As you say, it's going to be a stressed joint. I think if I was doing this I would make up the frame joint as strong as possible, and a spline sounds a good option. Or possibly two thinner splines with a gap between (to allow for the other fixing). For the round upright I think I would try a crossdowel in the upright and a bolt from inside the frame. You might even be able to angle it a little to get the dowel itself into the meatier part of the upright. The bolt will allow you to pull the joint very tightly together. The adhesive depends a bit on what timber you are using. If it is hard/not very absorbent I wouldn't use a PVA. Perhaps PU or even epoxy.
 
Well clever, that one....I'm wondering whether small dowels would be good enough in a domestic situation such as a couch though?
John :)
 
I would use dowels and glue, then reinforce everything with brackets in the inner hidden points.
 
Well clever, that one....I'm wondering whether small dowels would be good enough in a domestic situation such as a couch though?
John :)
Yes that's what thinking.

That was more or less exactly what I was going to do, but with dowels. Part of me is saying that if everything is nice and tight and glued up properly, then it should not come apart because there is no allowance for movement. But the part of me that typically does the over thinking is saying it needs something longer or of metal going up the vertical piece.
 
Thanks for that. If I could do a "like" and a "thanks" I would.

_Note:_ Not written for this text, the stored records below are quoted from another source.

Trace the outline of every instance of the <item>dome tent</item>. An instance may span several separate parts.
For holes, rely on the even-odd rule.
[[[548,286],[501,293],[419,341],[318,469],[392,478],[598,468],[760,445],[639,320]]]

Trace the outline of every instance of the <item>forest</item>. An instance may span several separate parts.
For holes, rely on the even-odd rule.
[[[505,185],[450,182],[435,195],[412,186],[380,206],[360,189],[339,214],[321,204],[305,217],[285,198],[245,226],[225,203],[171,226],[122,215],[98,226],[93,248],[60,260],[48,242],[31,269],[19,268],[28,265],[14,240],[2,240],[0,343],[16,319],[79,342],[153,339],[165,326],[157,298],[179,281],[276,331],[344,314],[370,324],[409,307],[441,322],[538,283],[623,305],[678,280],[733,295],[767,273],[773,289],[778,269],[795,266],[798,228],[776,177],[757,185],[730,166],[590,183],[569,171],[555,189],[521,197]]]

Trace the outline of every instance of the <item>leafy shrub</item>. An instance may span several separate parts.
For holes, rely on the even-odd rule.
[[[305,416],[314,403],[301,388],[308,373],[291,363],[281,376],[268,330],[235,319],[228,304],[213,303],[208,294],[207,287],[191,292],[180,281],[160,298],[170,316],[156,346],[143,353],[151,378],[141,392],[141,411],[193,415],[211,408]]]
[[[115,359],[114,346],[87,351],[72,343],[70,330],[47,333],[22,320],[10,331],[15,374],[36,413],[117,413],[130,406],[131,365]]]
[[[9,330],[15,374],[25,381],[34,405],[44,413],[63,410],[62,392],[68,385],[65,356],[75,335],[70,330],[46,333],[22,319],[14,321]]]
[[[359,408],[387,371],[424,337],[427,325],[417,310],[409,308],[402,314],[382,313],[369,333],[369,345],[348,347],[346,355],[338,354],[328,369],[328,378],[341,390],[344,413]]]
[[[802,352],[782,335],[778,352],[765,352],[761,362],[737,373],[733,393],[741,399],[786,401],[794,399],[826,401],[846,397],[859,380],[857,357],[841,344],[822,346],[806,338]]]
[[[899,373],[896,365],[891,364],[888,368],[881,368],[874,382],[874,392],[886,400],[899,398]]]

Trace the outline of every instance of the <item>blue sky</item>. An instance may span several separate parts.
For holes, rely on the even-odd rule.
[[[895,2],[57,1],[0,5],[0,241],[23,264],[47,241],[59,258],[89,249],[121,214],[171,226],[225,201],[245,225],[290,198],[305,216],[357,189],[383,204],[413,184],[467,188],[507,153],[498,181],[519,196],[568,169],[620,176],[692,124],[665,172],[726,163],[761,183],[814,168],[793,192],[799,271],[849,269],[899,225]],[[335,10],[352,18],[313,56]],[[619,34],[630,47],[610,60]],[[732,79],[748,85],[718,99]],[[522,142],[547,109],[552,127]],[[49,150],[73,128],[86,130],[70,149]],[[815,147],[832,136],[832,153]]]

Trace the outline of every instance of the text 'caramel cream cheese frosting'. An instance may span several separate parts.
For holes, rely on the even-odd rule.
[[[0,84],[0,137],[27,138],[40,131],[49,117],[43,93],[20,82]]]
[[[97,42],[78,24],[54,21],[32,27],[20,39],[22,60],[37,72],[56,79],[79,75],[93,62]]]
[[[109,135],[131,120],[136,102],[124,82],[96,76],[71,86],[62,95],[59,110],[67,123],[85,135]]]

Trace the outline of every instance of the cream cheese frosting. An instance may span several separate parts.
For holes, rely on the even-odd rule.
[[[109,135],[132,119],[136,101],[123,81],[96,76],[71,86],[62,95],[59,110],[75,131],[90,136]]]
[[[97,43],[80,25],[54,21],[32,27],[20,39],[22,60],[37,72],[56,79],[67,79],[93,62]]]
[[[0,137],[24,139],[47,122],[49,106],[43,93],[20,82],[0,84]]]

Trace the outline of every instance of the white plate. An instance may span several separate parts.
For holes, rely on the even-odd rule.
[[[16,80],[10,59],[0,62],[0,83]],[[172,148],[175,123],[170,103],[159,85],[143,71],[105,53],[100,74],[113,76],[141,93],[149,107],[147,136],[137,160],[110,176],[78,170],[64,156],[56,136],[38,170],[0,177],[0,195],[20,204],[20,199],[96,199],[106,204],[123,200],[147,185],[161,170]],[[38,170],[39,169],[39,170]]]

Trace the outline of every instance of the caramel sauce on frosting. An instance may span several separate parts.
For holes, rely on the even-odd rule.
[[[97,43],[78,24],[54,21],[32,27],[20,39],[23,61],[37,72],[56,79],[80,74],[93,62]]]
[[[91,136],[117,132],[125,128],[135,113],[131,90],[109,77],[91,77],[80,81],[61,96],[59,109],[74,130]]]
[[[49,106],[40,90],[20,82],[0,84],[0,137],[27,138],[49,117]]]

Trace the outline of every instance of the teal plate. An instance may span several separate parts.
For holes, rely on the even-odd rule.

I must have looked for hours for a name of the joint and an example.

My plan was to make the joint with the square sections first, than router them to make the round and the rounded pieces before gluing them up.

Do you think those dominos are stronger than dowels? I certainly won't be buying a domino router, but that's sent me in new directions for alternatives.
 
Yes that's what thinking.

That was more or less exactly what I was going to do, but with dowels. Part of me is saying that if everything is nice and tight and glued up properly, then it should not come apart because there is no allowance for movement. But the part of me that typically does the over thinking is saying it needs something longer or of metal going up the vertical piece.
For sure, reinforcing the vertical piece is a good move, but that will only transfer any force to one of the other joints - failure will find the weak spot!
John :)
 
my thoughts
if you can move the dowel perhaps 75-100mm away from the mitre you will have the opportunity to have the choice for 2 joints giving the best you can get with the interaction area being the maximum rather than in your drawing with a dowel being about 30% face contact and only half depth [1/3-1/6th ]possible strength between dowel and mitre also detracting from the mitre by perhaps 20%
where as a dowel inserted all but 10mm into a hole or mortice will give maximum strength with say 20% loss eventually when the glue lets go with wear and tear
where as an open dowelled or biscuit joint will loose perhaps 70-80% off strength and resistance to active load
 
Don't feel restricted to wooden joints.
Many designers incorporate metal work in their joints. What makes it work is the quality of the craftsmanship.